Wasser ist ein lebenswichtiges Nahrungsmittel, eine unersetzliche Trägersubstanz, die das Blut flüssig hält. Es läßt sich sehr leicht ausmalen, was passiert, wenn zu wenig Wasser im Körper ist. Das Blut wird zähflüssiger mit allen Konsequenzen bis hin zu Thrombosen. Es drohen Kopfschmerzen und teils erhebliche Verwirrtheitszustände bis zum Koma. Auch der Blutdruck sinkt. Die Nierenfunktion verschlechtert sich, Eletrolyte wie Kalium und Natrium verändern sich und begünstigen  so Herzrhythmusstörungen.

Was im Akutstadium jedem Patienten und Angehörigen und letzten Endes den Ärzten sowieso klar  ist, ist es bei chronischem Flüssigkeitsmangel plötzlich nicht mehr.

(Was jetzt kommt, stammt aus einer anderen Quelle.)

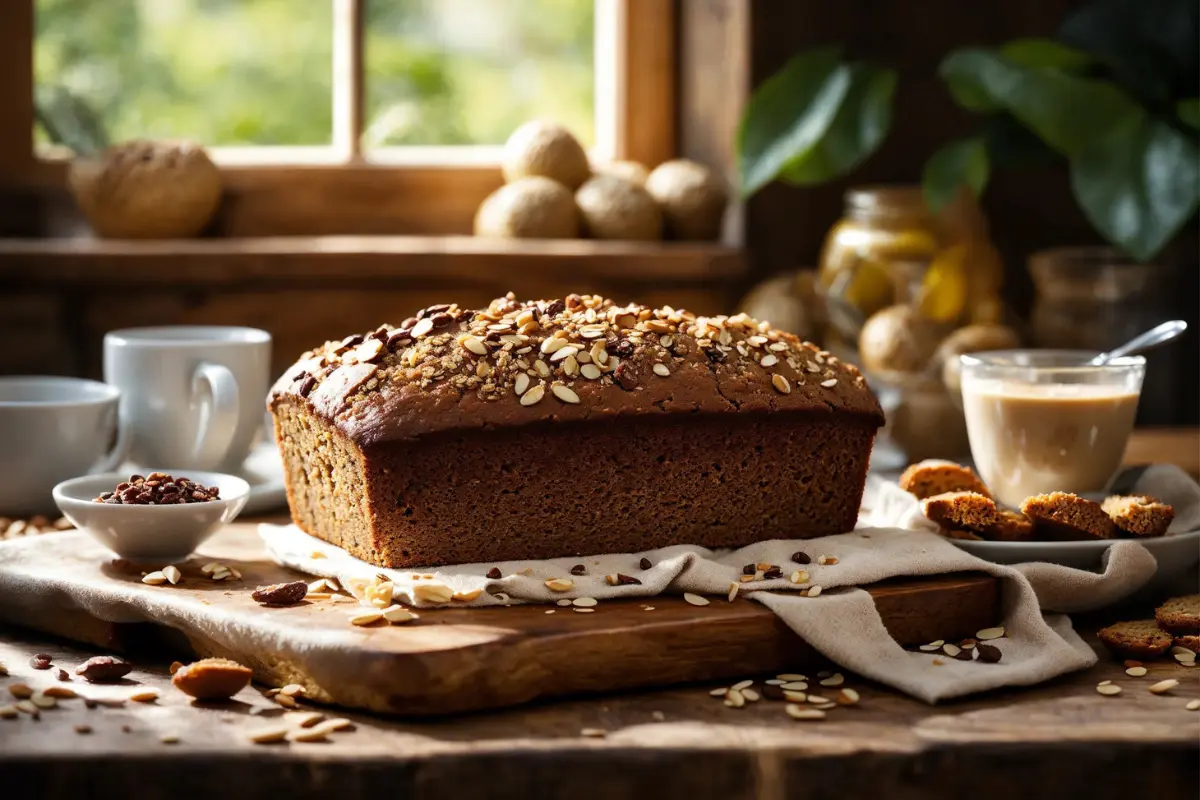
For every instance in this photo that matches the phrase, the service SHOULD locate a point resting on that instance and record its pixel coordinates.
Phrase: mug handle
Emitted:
(214, 439)
(120, 449)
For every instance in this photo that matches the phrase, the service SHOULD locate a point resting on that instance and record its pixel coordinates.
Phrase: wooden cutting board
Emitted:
(451, 660)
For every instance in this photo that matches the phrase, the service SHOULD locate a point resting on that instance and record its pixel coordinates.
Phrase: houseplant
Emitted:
(1115, 95)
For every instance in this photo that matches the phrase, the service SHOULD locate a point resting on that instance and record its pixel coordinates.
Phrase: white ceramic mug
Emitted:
(191, 396)
(53, 429)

Wieso ist die Nierenfunktion eingeschränkt. Die Medikamente werden in den Dosen angepasst. Die Verwirrtheitszustände sind wahrscheinlich Folge ein er Demenz oder eines Schlaganfalls. Aber ein Flüssigkeitsmangel wird ja nicht besser, nur weil er länger besteht. Da gibt es keinen Gewohnheitseffekt. Hier herrschen die reinen Naturgesetze. So kann man mit kleinen Untersuchungen beim alten Patienten rasch feststellen, wo das Problem liegt, wenn er verwirrt ist. Auf dem Handrücken an der Haut zupfen und wenn sich die Hautfalten nicht sofort wieder glätten, dann liegt ohne wenn und aber ein Flüssigkeitsmangel vor, der bis zum Beweis des Gegenteils die Ursache des  akuten oder chronischen Verwirrtheitszustands ist.